I recently saw an article in Technology Review about putting RFID tags on tools (hammer, screwdriver, wrench) so that a computer could help the workman find his tools in his pickup truck. I am all for things that help workmen be more efficient, especially if they are working at my house and charging by the hour. But really, do we need a computer system to help a carpenter find his saw?

I once worked in a computer lab where the technology imperative ruled all management decisions.  This imperative stated that if a technology existed, we had to buy some of it (regardless of our mission and our needs). We wasted a lot of taxpayer money in purchasing stuff, installing stuff, administering stuff, and learning how to use stuff. Somehow, we found a little time to do our actual jobs.

We never asked questions like, "Do we really need this new technology? Would it be nice to have for experiments? What would we learn from it?"

This computer lab was also infatuated with databases. Every week someone would ask for a new database to track something. We considered building a database of the world's military aircraft. Another government lab was contracting for millions of dollars to  build a database to track data tapes (we used tapes in those days).
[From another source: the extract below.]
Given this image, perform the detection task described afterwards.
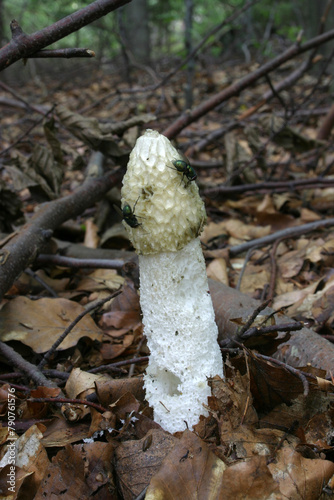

We could have easily solved our aircraft knowledge "problem"  by thumbing through a copy of "Jane's Military Aircraft of the World." The other lab could have solved their tape-tracking problem with a pencil, a clipboard, and a disciplined person standing at  the door of the tape-storage room.

These examples are extreme. They are also from government labs, and we all know that government organizations are, well government organizations. I have also, however, found examples of people in private industry wasting resources on "neat" technology that wasn't really needed.

Before building some new IT system, I encourage people to think. As a help, consider questions in three areas: (1) the problem, (2) the technical solutions, and (3) the human solutions.

(1) The problem:

. What do we do here (our mission)?

. What "problem" are we trying to solve?

. How does the problem affect what we do here (our mission)?

(2) Technical solutions

. How much would a technical solution cost (both to build and to maintain)?

. How long would it take for the technical solution to pay for itself?

(3) Human solutions

. How much does our current human solution cost us over time (dollars of salary per month)?

. If we had a thousand people sitting around twiddling their thumbs, what would we have them do for us?

In addition to these questions, I use this guideline when considering requests for IT systems:

Don't build an IT system unless you have tracked the information with a  pencil and paper for at least six months.

Often you will find that the data are not really worth tracking. If you learn that the they are worth tracking,  you will know much about how to do the job and what an IT system should do for you.

I have used these questions and this guideline successfully for the past 15 years. Life, however, has a way of crushing my smart questions and guidlines. At work,  we had a system where we moved classified data from Europe to the  U.S. by physically shipping disk drives on an airplane. The young engineers wanted to change the system and move the  data via a communications link. Again, these data are classified, so shipping and communications links are more complicated than they may seem. I walked through my questions with the young engineers and showed them that our physical shipping method met all requirements. The new communications link was not necessary. End of story - not.

The young engineers stumped me with one statement: "But this is the year 2008.."

I didn't have an answer for them. Hence, I add (at least) one more guideline: Consider the context of the world and your workforce. Avoid things that seem stupid.